À Bachar el-Assad qui proclamait vouloir se battre jusqu’à la victoire finale et la reconquête de tout le territoire syrien, le représentant de la Russie à l’ONU, Vitali Tchourkine, avait d’ailleurs clairement expliqué la hiérarchie: «La Russie s’est investie sérieusement dans cette crise du point de vue politique, diplomatique et maintenant militaire. C’est pourquoi nous voudrions bien sûr que Bachar el-Assad en tienne compte», avait-il déclaré lors de la proclamation de la trêve. Avant d’ajouter: «Si les autorités syriennes acceptent le rôle directeur de la Russie dans la résolution de cette crise, elles auront alors une chance d’en sortir dignement. Si elles s’éloignent de ce chemin, cela peut aboutir à une situation très difficile, y compris pour elles-mêmes.»
Leçons de la guerre d'Afghanistan
Dans une mauvaise passe économique à cause des sanctions occidentales qui s’ajoutent à la baisse des prix du pétrole, la Russie a tout intérêt à ne pas s’enliser dans le bourbier syrien. Elle a tiré la leçon de l’intervention en Afghanistan dans les années 1980. Pour un coût limité –estimé à 3 millions de dollars par jour–, sans pertes humaines significatives, elle a signé son retour au Moyen-Orient. Vladimir Poutine a montré qu’il était un interlocuteur incontournable, pas seulement un trublion qui empêche la résolution des conflits, mais un partenaire à part entière.

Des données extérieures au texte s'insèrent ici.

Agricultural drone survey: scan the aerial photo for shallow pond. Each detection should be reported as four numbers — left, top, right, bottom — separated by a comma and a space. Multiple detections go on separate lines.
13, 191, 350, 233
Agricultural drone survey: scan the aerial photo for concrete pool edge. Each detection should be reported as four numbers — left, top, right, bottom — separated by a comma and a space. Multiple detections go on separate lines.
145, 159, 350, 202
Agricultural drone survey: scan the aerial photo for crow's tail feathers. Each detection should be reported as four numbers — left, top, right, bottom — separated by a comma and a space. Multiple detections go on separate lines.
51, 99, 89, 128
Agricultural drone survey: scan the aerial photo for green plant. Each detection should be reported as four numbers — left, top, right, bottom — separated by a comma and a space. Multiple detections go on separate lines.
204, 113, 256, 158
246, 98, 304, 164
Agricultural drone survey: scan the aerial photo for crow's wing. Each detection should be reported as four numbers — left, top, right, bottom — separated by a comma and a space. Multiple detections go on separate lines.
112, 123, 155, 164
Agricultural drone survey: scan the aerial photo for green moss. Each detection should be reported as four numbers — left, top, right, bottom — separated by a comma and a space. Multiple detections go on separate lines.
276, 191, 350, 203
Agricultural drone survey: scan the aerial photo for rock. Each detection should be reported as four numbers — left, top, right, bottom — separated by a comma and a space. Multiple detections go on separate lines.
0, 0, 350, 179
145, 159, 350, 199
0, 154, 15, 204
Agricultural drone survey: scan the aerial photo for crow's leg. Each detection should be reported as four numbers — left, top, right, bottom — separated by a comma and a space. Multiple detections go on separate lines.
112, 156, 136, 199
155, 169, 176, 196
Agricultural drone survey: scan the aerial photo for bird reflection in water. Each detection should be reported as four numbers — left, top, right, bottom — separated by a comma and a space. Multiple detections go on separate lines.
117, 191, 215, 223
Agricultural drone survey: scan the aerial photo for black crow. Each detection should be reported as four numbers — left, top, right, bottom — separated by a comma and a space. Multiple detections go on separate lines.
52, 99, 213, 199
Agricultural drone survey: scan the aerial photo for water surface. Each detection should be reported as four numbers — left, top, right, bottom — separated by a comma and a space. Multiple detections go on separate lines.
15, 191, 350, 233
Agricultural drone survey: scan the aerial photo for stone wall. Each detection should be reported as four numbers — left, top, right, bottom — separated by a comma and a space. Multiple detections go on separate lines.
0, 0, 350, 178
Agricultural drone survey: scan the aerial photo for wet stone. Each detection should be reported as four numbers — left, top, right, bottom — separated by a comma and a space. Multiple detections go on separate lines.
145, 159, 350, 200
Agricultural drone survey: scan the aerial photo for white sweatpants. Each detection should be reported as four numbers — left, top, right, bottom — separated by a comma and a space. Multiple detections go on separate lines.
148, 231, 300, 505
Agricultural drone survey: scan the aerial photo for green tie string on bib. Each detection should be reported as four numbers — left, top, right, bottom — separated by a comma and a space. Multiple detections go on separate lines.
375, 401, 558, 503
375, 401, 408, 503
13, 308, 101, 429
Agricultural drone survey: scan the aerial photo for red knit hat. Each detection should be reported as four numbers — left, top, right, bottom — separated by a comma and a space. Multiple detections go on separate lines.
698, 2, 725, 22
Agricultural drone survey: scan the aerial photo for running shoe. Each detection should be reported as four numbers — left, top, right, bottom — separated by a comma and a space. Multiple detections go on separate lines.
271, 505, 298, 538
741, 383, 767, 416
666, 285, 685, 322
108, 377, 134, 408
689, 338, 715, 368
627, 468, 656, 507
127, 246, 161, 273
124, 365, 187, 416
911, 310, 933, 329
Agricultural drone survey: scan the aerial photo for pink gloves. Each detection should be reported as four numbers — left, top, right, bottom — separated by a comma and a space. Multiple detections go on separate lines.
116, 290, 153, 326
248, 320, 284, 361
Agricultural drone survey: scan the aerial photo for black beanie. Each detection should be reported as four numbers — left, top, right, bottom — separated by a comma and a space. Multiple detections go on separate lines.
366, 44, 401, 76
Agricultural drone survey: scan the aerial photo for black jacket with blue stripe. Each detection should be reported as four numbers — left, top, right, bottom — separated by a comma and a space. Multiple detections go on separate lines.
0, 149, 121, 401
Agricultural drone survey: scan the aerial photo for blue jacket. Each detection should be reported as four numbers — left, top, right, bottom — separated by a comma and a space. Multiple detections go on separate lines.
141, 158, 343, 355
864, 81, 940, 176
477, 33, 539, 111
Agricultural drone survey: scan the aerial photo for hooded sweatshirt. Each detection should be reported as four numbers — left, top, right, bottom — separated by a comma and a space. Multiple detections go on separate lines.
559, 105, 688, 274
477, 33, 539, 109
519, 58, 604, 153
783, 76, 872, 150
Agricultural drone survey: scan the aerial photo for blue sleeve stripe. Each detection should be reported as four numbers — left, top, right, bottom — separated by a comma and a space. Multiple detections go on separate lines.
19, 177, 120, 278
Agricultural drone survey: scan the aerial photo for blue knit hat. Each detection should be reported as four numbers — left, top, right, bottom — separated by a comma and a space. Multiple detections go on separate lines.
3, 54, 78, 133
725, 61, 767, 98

La Russie, selon lui, a retrouvé un rôle de puissance globale que lui avaient dénié les Occidentaux après la dissolution de l’URSS –Barack Obama ne parlait-il pas encore récemment de la Russie comme d’une «puissance régionale»?
Poutine sort de l’isolement dans lequel les Américains et les Européens voulaient le cantonner à la suite de l’annexion de la Crimée et de la guerre dans l’est de l’Ukraine. En jouant l’apaisement en Syrie, il augmente la pression en faveur d’une levée des sanctions que l’Union européenne doit examiner avant la fin du semestre. Il a montré aussi aux pays tiers que la Russie était une partenaire fiable qui ne laissait pas tomber ses alliés, au contraire des Etats-Unis qui, à l’occasion des printemps arabes, ont accepté voir accéléré la chute de leurs anciens protégés. Poutine a souffert des changements de régime dans la périphérie russe. Il a toléré l’intervention occidentale en Libye. En Syrie, il signifie que ce temps est révolu et qu’il est décidé à prévenir l’effondrement des Etats et à empêcher le regime change.
Par la même occasion, il a testé en grandeur nature et montré au monde de nouvelles armes, comme les missiles de croisière qui ont été tirés depuis les bords de la Caspienne sur des cibles en Syrie. Mais il tenait surtout à montrer que seules deux superpuissances, les Etats-Unis et la Russie, sont en mesure de mettre fin à des conflits régionaux quand elles acceptent de se parler. Comme au temps de la Guerre froide.